Er ist der schnellste Schweizer. Und er will noch schneller werden. «Natürlich will ich die 20-Sekunden-Marke unterbieten», sagt Alex Wilson, «das will ich seit Anfang der Saison.» Heute Abend hat er im Letzigrund noch einmal die Chance dazu. Die Form des Baslers stimmt, und auch an Motivation dürfte es ihm nicht fehlen. An der EM in Berlin holte er über 200 m die Bronzemedaille und stellte mit 20,04 Sekunden gleichzeitig Schweizer Rekord auf. Zudem sagt er: «Zürich hat eine schnelle Bahn, und die Zuschauer sind fantastisch.» Dem Basler sind dank seiner lockeren Art die Sympathien auf sicher. «Das Publikum wird mich pushen.» Ob das aber für eine Medaille reicht, ist äusserst fraglich. Wilson hat sich nur dank einer Wildcard für den Final qualifiziert und gehört nicht zu den Favoriten. Den Sieg machen wohl der amerikanische Überflieger Noah Lyles und Europameister Ramil Guliyev unter sich aus. Lyles hat vier der sechs bisherigen Diamond-League-Meetings für sich entschieden und ist mit 19,65 Sekunden derzeit der schnellste Mann über 200 m. Allerdings hat Guliyev an der EM seine Zeit auf 19,76 Sekunden gesenkt und ist in Lauerstellung.

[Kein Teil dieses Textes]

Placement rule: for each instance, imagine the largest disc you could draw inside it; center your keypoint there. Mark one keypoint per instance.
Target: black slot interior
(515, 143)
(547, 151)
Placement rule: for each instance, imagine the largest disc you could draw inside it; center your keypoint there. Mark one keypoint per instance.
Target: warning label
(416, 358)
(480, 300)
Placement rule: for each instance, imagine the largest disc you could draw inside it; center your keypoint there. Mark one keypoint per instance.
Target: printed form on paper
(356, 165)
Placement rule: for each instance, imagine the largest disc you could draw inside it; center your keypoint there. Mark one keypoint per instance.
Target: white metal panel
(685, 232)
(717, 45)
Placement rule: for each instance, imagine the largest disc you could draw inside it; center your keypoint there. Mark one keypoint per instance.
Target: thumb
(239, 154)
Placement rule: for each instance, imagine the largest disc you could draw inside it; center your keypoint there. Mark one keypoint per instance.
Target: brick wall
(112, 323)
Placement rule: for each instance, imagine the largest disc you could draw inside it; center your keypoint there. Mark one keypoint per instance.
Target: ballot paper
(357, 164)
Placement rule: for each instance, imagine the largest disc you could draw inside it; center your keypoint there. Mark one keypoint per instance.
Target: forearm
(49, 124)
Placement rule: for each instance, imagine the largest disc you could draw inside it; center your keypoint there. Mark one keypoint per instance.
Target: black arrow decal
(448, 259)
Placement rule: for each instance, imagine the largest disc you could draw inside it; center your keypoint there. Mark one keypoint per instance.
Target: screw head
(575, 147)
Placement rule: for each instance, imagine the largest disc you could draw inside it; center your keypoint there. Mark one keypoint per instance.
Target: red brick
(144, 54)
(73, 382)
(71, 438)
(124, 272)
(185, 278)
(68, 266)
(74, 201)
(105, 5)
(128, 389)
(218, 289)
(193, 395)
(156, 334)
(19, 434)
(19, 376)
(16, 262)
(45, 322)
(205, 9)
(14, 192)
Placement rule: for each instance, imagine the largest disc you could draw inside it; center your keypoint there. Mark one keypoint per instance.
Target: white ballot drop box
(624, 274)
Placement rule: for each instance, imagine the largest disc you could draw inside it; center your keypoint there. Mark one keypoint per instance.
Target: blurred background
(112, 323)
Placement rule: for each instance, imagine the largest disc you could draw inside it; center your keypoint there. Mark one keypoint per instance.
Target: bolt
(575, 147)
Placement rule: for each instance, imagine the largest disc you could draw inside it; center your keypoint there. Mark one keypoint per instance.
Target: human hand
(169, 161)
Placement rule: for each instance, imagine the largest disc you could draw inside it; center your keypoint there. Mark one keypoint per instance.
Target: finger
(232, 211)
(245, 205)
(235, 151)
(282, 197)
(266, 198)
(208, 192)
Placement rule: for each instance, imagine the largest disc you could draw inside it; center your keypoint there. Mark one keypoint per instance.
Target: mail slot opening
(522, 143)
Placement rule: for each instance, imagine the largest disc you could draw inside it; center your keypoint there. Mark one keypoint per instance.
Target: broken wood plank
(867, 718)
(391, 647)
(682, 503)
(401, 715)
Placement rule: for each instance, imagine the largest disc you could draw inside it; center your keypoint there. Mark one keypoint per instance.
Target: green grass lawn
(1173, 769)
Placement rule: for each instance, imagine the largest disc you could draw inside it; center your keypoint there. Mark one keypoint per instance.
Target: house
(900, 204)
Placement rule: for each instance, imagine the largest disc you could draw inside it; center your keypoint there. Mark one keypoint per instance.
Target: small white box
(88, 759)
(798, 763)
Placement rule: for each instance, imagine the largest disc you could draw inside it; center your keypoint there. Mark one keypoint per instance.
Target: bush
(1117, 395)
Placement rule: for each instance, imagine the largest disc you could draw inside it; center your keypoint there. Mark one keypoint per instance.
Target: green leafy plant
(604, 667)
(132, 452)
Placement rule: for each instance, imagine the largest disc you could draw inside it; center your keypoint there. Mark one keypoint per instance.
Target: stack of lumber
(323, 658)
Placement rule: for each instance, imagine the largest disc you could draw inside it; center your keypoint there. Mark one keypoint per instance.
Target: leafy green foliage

Die Höhepunkte in Zürich auf einen Blick

18.35: Stabhochsprung Frauen: Alle gegen Ekaterini Stefanidi! Die griechische Olympia-, WM- und EM-Siegerin ist zumindest für die 20-jährige Schweizerin Angelica Moser unantastbar.
20.13 Uhr, 800 m Frauen: Die Südamerikanerin Caster Semenya kennt keine Gegnerinnen. Wie schlägt sich Selina Büchel in Unterform in der Weltklasse?
20.40 Uhr: 100 m Frauen: Die Europameisterin Dina Asher Smith (GBR), die WM-Zweite Marie-Josée Ta Lou (Elfenbeinküste) und die holländische Weltmeisterin Dafne Schippers treffen aufeinander. Mujinga Kambundji ist in diesem Feld nur die Sechstschnellste des Jahres.
20.48 Uhr: 1500 m Männer: Die norwegischen Brüder Ingebrigsten (WM-Dritter Filip sowie Europameister Jakob) fordern die kenianische Elite.
21.02 Uhr: 400 m Hürden Frauen: Wie nahe dran ist Europameisterin Lea Sprunger an Olympiasiegerin Dalilah Muhammad (USA)?
21.11 Uhr: 200 m Männer: Die EM-Podestläufer Ramil Guliyev, Nethaneel Mitchel-Blake und Alex Wilson stellen sich dem Überflieger Noah Lyles (USA).
21.44 Uhr: 400 m Hürden Männer: Ohne Kariem Hussein, dafür mit norwegischem Dominator Karsten Warholm und Aufsteiger Kyron McMaster.
21.54 Uhr: 4 x 100 m Frauen: Die Schweiz tritt mit einem Topteam (Del Ponte, Atcho, Kambundji und Kora) und einer U20-Staffel gegen die jamaikanisch-britische Übermacht an. (rst)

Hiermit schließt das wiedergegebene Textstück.